The Case for Investing in Cloud Automation

This is a guest post from Jason Deck, SVP of Strategy at Premier AWS Consulting Partner and AWS Managed Service Partner Logicworks.

The team at Logicworks believes that great cloud infrastructure begins with two key components: a robust, dynamic cloud platform like Amazon Web Services (AWS) and a custom-built automation framework that controls, scales, secures, and deploys infrastructure resources.

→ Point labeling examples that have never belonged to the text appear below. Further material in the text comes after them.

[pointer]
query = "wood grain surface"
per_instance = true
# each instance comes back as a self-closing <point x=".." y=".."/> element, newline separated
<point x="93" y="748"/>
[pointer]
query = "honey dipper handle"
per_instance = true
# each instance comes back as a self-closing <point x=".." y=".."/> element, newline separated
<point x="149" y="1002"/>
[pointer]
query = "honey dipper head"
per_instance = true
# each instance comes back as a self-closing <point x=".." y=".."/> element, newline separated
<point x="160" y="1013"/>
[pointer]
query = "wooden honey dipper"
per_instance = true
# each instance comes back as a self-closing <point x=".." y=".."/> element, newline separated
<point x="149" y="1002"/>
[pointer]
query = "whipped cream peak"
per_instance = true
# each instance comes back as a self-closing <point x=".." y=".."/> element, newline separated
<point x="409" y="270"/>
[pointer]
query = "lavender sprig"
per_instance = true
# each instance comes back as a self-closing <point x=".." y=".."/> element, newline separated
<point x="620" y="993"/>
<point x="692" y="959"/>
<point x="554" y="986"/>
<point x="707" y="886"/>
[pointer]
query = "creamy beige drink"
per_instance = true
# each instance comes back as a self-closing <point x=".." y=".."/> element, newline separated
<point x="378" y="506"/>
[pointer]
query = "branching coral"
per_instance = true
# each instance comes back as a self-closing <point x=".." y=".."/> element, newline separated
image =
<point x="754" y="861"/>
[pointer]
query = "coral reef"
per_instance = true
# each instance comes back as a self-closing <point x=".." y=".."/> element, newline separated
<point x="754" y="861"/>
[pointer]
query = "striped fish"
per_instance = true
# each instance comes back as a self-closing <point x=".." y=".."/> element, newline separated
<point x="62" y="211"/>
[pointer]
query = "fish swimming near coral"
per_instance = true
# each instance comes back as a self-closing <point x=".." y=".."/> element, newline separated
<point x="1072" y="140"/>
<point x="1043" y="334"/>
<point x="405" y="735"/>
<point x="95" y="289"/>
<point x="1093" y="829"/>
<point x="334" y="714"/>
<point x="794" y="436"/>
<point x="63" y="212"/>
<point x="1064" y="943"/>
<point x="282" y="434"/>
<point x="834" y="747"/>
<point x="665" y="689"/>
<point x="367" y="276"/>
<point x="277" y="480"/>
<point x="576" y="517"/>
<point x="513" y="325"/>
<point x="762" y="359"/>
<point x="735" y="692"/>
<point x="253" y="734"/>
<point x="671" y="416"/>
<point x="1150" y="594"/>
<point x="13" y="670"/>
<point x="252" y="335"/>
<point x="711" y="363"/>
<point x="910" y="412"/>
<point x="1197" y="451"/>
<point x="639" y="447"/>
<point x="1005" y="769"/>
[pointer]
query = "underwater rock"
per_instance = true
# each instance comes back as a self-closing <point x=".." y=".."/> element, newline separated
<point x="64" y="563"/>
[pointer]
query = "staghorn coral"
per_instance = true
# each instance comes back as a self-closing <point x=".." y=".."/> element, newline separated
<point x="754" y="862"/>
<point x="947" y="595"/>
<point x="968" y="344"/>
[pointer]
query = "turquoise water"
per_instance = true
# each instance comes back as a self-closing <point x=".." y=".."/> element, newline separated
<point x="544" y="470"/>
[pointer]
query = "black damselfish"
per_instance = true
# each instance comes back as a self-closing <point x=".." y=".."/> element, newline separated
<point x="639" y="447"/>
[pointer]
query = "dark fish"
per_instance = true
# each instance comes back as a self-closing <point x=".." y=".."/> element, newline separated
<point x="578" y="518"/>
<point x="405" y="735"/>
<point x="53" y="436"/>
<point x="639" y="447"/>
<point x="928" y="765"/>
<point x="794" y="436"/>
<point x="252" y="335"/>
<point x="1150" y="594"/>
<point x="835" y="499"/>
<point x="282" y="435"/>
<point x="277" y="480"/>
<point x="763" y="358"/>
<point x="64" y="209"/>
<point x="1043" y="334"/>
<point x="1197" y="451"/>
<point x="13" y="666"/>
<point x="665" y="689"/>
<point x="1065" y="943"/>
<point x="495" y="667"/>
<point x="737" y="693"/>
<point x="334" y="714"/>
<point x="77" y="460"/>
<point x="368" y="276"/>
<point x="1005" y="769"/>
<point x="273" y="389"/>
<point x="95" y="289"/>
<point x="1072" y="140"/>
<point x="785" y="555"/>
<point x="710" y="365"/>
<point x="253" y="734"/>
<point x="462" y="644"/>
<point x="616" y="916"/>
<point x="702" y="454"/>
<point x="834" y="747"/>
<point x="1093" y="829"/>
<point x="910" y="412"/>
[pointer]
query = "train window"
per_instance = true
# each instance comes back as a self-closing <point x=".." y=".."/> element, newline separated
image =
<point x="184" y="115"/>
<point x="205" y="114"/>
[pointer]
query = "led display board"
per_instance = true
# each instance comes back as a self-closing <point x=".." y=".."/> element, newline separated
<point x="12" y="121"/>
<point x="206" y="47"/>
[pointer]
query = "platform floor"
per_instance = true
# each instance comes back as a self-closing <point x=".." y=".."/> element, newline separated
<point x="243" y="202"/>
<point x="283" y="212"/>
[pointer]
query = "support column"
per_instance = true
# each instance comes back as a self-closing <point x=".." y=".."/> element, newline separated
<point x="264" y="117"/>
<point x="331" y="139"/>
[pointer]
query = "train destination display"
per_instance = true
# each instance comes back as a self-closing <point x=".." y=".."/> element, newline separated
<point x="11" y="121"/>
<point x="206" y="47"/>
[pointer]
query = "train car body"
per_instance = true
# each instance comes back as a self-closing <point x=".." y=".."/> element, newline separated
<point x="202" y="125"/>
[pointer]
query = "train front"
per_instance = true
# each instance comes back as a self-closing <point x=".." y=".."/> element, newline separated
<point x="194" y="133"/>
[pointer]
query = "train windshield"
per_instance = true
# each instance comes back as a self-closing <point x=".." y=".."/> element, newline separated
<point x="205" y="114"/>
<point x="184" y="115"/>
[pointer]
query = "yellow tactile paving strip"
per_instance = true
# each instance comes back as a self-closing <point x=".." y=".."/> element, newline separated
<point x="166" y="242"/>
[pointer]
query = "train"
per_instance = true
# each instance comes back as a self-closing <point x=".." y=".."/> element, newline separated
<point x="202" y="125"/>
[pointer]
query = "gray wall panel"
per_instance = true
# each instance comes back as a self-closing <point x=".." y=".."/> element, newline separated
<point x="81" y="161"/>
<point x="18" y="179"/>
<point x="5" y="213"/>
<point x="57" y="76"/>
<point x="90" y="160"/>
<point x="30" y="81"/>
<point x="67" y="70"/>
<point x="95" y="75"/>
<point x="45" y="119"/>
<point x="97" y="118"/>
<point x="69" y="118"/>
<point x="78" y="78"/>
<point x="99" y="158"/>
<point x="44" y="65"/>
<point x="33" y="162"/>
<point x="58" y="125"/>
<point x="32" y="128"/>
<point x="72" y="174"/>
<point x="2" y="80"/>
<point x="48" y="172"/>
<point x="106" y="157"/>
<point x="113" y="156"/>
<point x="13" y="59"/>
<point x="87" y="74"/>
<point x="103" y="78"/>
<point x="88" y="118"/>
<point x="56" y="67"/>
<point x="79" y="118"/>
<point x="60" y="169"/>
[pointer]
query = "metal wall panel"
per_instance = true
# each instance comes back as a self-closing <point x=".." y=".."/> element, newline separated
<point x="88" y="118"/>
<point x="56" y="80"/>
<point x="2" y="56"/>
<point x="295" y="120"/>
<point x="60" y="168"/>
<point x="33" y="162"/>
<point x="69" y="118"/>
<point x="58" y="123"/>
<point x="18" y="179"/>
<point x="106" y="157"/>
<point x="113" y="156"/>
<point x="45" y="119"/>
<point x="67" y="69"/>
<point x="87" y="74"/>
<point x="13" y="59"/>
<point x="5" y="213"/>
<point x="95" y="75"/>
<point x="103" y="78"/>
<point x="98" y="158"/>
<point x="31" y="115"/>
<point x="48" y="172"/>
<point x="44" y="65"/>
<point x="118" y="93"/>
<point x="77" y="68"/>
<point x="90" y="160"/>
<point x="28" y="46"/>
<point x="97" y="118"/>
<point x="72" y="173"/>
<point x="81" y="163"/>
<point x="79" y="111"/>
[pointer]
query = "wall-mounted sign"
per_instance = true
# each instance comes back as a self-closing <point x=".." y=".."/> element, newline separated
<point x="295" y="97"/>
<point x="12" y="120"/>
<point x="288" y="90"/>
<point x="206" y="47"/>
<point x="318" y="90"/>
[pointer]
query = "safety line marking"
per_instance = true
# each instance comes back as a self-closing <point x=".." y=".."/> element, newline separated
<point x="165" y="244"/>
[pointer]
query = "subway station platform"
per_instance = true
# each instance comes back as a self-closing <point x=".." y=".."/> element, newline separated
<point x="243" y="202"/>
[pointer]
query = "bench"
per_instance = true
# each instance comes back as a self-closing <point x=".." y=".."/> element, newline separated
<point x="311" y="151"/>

AWS provides the reliable, secure, and innovative services to power your applications; and your automation framework — which is architected using tools offered by AWS and AWS Technology Partners — supports agile deployment processes, security controls, and cost efficiencies that create value for your business.

What is a Cloud Automation Framework?

Cloud automation is a broad term that can refer to any piece of software that reduces manual infrastructure engineering effort and simplifies cloud operations. In essence, it is code that controls infrastructure.

In the old world, the only way to control infrastructure and make a system more reliable or secure was to throw more people and dollars at the problem. More people to monitor things like CPU utilization and manually secure sensitive data; more dollars to buy better hardware, live backups, IDS, etc. If you want to upgrade a large, enterprise-grade system, you are going to need a lot of people and dollars.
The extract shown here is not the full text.